Thomas M. Petro, Northeast's CEO, said it came on KNBT's radar screen over the summer, and both sides liked what they saw. "The cultures are very similar, and the geographic fit is like two puzzle pieces coming together," he said.

Mr. Fainor said he liked Northeast because buying it would bring KNBT into the insurance business and expand its trust operations. Besides its main banking subsidiary, First Federal Bank, Northeast owns Higgins Insurance, NEP Trust Co., and the title insurer Abstractors Inc.

The acquisition, when combined with KNBT's recently acquired broker-dealer, Oakwood Financial Corp., would enable KNBT to serve almost all of its customers' financial needs, Mr. Fainor said.

However, Matthew Schultheis, an analyst with Ferris, Baker Watts Inc. in Baltimore, said Northeast may have sought to sell itself because it has a lot of Federal Home Loan Bank debt but does not have enough capital to prepay it and absorb the penalties.

However, Mr. Petro said that the Home Loan bank debt was "not an important factor" in Northeast's decision to seek a buyer.
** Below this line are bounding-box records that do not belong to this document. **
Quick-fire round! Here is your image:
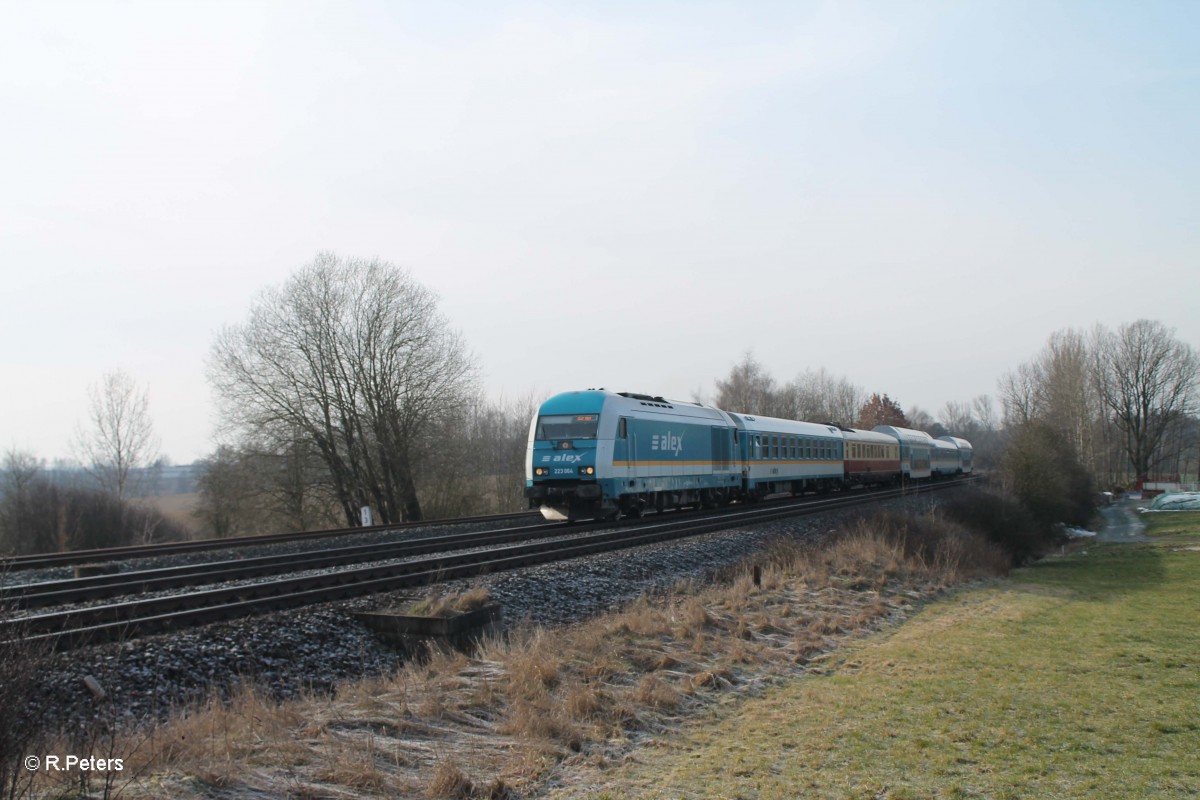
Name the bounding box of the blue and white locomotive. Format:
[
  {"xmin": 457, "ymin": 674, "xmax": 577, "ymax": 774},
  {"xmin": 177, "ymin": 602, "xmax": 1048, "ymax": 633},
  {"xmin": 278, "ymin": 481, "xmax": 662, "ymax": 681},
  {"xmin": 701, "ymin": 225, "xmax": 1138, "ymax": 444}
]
[{"xmin": 526, "ymin": 390, "xmax": 971, "ymax": 519}]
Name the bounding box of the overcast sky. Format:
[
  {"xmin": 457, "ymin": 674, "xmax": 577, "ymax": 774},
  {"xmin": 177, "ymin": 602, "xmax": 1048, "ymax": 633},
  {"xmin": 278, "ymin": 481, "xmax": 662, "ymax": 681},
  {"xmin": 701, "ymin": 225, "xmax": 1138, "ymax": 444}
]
[{"xmin": 0, "ymin": 0, "xmax": 1200, "ymax": 462}]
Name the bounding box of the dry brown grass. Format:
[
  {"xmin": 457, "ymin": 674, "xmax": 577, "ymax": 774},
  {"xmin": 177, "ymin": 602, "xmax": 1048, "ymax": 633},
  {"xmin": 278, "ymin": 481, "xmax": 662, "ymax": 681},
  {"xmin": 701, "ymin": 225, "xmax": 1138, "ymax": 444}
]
[
  {"xmin": 401, "ymin": 587, "xmax": 488, "ymax": 616},
  {"xmin": 65, "ymin": 517, "xmax": 1012, "ymax": 798}
]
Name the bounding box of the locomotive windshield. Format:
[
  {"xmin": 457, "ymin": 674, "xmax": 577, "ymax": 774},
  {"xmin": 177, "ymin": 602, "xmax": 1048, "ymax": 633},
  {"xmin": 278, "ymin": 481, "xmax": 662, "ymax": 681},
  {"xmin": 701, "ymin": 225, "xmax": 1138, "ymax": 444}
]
[{"xmin": 536, "ymin": 414, "xmax": 600, "ymax": 440}]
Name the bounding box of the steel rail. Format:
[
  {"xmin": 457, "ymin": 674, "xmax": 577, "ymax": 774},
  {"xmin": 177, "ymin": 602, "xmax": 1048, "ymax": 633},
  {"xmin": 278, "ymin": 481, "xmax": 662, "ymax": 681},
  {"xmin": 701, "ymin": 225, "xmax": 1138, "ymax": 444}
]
[
  {"xmin": 0, "ymin": 522, "xmax": 573, "ymax": 608},
  {"xmin": 0, "ymin": 481, "xmax": 964, "ymax": 650},
  {"xmin": 0, "ymin": 511, "xmax": 538, "ymax": 573}
]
At the end of the third quarter Northeast had $244 million of Home Loan bank advances, versus the average of $97 million for banks its size, according to the Federal Deposit Insurance Corp.

The deal was announced just over a year after Mr. Petro was appointed Northeast's CEO. He succeeded E. Lee Beard, who resigned just before Northeast reported a $3.8 million loss for the third quarter because of an increase in nonperforming loans.